After witnessing and worshiping the late Heath Ledger‘s magnificent joker in The Dark Knight, Tom Hardy‘s incoherent Bane stood no chance of captivating us to the same extent. Ledger was simply too magnificent an act to follow.
Still, the talented British actor did his best to convey a troubled villain in The Dark Knight Rises — at least as far as his constricting face mask allowed. If only there was a scene in which we were able to better understand how Bane became the monstrous being he is (even if there is absolutely zero space to add any other plot points in TDKR’s tightly packed two-and-a-half-hour run time). But if there had been some explanation of Bane’s painful past, perhaps his rash, seemingly senseless actions could have held more weight. And as it turns out, such a scene did exist, it just never made it into the final cut.
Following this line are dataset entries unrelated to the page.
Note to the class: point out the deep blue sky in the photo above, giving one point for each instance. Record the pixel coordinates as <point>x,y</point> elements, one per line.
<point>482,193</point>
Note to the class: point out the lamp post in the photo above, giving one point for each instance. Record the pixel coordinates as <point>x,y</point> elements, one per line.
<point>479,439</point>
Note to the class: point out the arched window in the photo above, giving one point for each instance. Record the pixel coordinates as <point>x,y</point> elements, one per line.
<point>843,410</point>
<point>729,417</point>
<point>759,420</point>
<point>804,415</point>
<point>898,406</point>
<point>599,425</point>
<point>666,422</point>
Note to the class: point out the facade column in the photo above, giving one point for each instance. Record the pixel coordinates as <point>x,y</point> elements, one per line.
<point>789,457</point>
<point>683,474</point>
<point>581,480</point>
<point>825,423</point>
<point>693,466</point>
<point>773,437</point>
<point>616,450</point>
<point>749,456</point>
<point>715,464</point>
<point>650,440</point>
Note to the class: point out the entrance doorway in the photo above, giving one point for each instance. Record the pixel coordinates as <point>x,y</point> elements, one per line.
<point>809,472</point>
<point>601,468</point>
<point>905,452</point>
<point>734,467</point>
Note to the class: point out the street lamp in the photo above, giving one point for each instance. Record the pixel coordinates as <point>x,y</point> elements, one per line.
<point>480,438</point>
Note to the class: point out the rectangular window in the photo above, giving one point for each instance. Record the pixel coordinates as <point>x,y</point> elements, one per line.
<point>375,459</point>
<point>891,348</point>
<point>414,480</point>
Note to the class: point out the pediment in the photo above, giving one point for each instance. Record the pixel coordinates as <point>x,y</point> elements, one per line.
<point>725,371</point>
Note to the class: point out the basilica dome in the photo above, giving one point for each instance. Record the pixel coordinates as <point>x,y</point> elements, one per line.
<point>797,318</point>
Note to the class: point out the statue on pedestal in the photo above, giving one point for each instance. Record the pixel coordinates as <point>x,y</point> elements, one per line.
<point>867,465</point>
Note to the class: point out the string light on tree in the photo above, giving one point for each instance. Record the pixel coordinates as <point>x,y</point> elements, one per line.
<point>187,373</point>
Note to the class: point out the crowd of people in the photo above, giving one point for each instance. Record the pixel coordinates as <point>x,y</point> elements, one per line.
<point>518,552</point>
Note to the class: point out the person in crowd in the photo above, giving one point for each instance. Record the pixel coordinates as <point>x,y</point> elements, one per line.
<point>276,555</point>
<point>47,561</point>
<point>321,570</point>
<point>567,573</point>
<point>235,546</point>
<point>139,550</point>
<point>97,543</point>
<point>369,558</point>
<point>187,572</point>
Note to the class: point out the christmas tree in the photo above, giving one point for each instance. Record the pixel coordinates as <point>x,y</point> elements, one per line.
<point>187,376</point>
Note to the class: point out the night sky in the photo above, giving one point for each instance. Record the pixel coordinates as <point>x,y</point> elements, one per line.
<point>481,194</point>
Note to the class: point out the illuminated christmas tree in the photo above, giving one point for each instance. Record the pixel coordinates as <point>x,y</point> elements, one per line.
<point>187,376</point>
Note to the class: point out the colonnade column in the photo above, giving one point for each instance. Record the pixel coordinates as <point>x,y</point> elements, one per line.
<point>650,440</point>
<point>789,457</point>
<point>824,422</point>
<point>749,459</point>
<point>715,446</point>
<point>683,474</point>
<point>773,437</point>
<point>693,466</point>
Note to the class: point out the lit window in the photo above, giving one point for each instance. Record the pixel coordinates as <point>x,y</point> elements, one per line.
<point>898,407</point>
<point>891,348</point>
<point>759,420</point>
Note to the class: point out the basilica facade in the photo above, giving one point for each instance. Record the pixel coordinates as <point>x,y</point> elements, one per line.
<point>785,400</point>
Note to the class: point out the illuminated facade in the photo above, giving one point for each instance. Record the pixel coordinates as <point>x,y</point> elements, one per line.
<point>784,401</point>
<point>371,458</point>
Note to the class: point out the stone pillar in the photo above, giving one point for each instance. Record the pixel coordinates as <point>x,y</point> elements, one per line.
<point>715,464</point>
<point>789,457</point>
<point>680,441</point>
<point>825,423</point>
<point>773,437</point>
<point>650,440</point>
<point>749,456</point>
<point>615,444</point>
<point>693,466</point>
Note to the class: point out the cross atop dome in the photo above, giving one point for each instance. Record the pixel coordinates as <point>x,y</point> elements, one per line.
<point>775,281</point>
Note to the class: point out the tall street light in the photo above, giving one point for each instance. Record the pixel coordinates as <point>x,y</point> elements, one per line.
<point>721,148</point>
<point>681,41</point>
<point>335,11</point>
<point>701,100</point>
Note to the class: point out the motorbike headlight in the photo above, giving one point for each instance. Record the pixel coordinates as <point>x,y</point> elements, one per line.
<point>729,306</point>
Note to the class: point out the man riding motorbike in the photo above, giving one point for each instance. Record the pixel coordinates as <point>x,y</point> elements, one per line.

The TDKR costume designer, Lindy Hemming, spoke to GQ (via Vulture) about her work on the film, including the genesis of Bane’s terrifying get-up. Hemming hasn’t yet seen the film and assumed the scene in question, in which a young Bane is injured and later publicly chained and taunted while wearing his first, “primitive” version of the infamous face mask, made it in…. the other thing that you should have seen during that sequence is him being injured in his youth. So one of the fundamental things about his costume is that he has this scar from the back injury. Even if he hasn’t got the bulletproof vest on, he still has to wear the waist belt and the braces. In that scene in the prison, where he’s learning to fight the same way Batman learned to fight, he’s wearing an early version of his waist belt. It’s showing support, but it’s not the finished one he eventually wears. He’s also wearing an early version of his gas mask, all glued together … Well, if you look at the film, unless they’ve cut it—and I’m sure they haven’t—there’s a whole early section for Tom Hardy where he’s fighting and being taunted by people. He’s got chains on him, and he’s standing on a wooden thing while people are attacking him. And in that scene, he’s wearing a much more ragged, primitive version of the mask.Hemming also added that Christopher Nolan had filmed a scene about the origins of the Bane mask as well. Unfortunately, and likely thanks to the numerous, swirling plot points throughout TDKR, Bane’s potentially heart-breaking upbringing was left to be cast only through his own labored speech right before he clobbers our hero — timing that doesn’t exactly fall in the character’s favor. If the potentially heart-breaking scene had been a part of the film, it’s possible that Bane could have been a far more troubled, complicated man than the wily, furious villain we see pulverizing the Batman and his beloved Gotham.
Would have enjoyed the film more if Bane had a more robust back story?